But Hamas also admitted that there are some units in the Strip which don’t obey their rule and may still attempt to shoot – and so it decided not to take any chances and deployed hundreds of its people along the border fence and in “traditional” launching sites, to enforce the new policy of not upsetting Israel.

OK, it’s not Isaiah, but it might be the next best thing: faced with a double barrel, one Egyptian, the other Israeli, Hamas has, at last, come to its senses, at least temporarily.

Since the weekend, Egypt and the UN have been serving as go betweens, passing messages between Israel and the Hamas, according to a source inside the Hamas.

“Israel told us it wants the calm to continue, but added that there would be a response to every single attack from Gaza,” the source continued, adding that Israel has threatened a more aggressive response than before, should the sporadic rocket launches continue, and said attack would focus on the Hamas government.

Hamas responded by clarifying that it was doing its best to enforce the calm reached following operation Pillar of Defense, a little over a year ago.

Heaven forefend, they really do understand force…

On Saturday, Israel Radio reported, the Hamas assembled representatives from the various terror groups in Gaza for a talk.
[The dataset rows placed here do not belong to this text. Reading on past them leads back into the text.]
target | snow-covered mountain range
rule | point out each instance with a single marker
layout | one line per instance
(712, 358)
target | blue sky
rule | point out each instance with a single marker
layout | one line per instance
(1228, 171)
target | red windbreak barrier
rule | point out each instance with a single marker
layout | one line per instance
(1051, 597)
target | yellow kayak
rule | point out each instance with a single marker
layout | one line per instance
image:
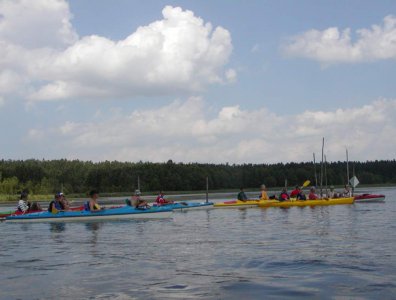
(242, 204)
(319, 202)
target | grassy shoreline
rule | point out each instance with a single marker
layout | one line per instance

The result was that the Islamic Jihad on Saturday night launched a rocket into Israel.

Hamas was searing with anger, and the next day a rocket launched from an Israeli aircraft took out Achmad Saad, a senior member of the Jihad rocket team who was riding his motorcycle in Gaza City.

Are you thinking what I’m thinking? It wouldn’t have been the first time one Palestinian terror group used Israel to get back at another terror group.

The Jihad, for its part, stopped launching rockets, declaring it was planning to avenge the fallen hero, but at “an opportune time.”

You have to love rational terrorists. All you have to do is kill a few and the rest behave. Kill enough of them, I suppose, and they’d eat with a knife and a fork and sing Hatikvah.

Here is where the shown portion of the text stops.